Item 1.01 Entry into a Material Definitive Agreement
On January 25, 2020, Future FinTech Group Inc., a Florida corporation (the
"Company"), entered into a Consulting Service Agreement (the "Agreement") with
Dragon Investment Holding Limited (Malta) (the "Consultant"), a company
incorporated in Malta, pursuant to which Consultant will: (i) help the Company
to locate new merger projects globally, develop new merger strategy and provide
the Company with at least five (5) merger and acquisition targets that have
synergy with the Company's business and development plans and could clearly
contribute to the Company's strategic goals each year; (ii) help the Company to
map out new growth strategies in addition to its current business; (iii) work
with the Company to explore new lines of business and associated growth
strategies; and (iv) conduct market research and evaluating variable projects
and providing feasibility studies per Company's request from time to time. The
term of the Agreement is three years. In consideration of the services to be
provided by Consultant to the Company, the Company agrees to pay the Consultant
a three-year consulting fee totaling $ 3 million. The Company shall issue a
total of 3,750,000 restricted shares of common stock of the Company (the
"Shares") at a price of $0.80 per share as the payment for the above mentioned
consultant fee to the Consultant. The parties agree that no shares will be
issued until the board of directors of the Company (the "Board") and NASDAQ
approve the issuance of the Shares. The Company agrees to issue the Shares in
the name of the Consultant within 10 days after approval from the Board and
NASDAQ, among which 1,500,000 shares should be released to the Consultant
immediately upon issuance, 1,125,000 shares will be held by the Company and
released to the Consultant on January 25, 2021 if this Agreement has not been
terminated and there has been no breach of Agreement by the Consultant at such
time, and the last 1,125,000 shares will be held by the Company and released to
the Consultant on January 25,2022 if this Agreement has not been terminated and
there has been no breach of the Agreement by the Consultant at such time. If the
second and/or third release of the shares mentioned above does not occur, such
shares shall be returned to the Company as treasury shares. If NASDAQ does not
approve the issuance of the Shares, the parties agree to negotiate other payment
methods and, if no agreement can be reached by the parties, this Agreement shall
be terminated immediately. The shares contemplated in the Agreement will be
issued pursuant to the exemption from registration provided by Regulation S
promulgated under the Securities Act of 1933, as amended.

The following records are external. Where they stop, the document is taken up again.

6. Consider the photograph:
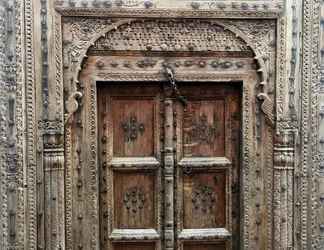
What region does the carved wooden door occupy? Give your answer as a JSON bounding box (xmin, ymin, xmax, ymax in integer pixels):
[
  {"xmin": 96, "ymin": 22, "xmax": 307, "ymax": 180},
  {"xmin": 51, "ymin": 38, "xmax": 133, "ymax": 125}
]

The Agreement is filed as Exhibit 10.1 to this Current Report on Form 8-K. The
foregoing summary of the terms of the Agreement is subject to, and qualified in
its entirety by, the Agreement, which is incorporated herein by reference.
Item 3.02 Unregistered Sales of Equity Securities
Please see the disclosure set forth under Item 1.01, which is incorporated by
reference into this Item 3.02.
Item 9.01 Financial Statements and Exhibits
(d) The following exhibits are filed with this report.
Exhibits
Number Description
10.1 Consulting Service Agreement by and between Future FinTech Group Inc.
and Dragon Investment Holding Limited (Malta) dated January 25, 2020.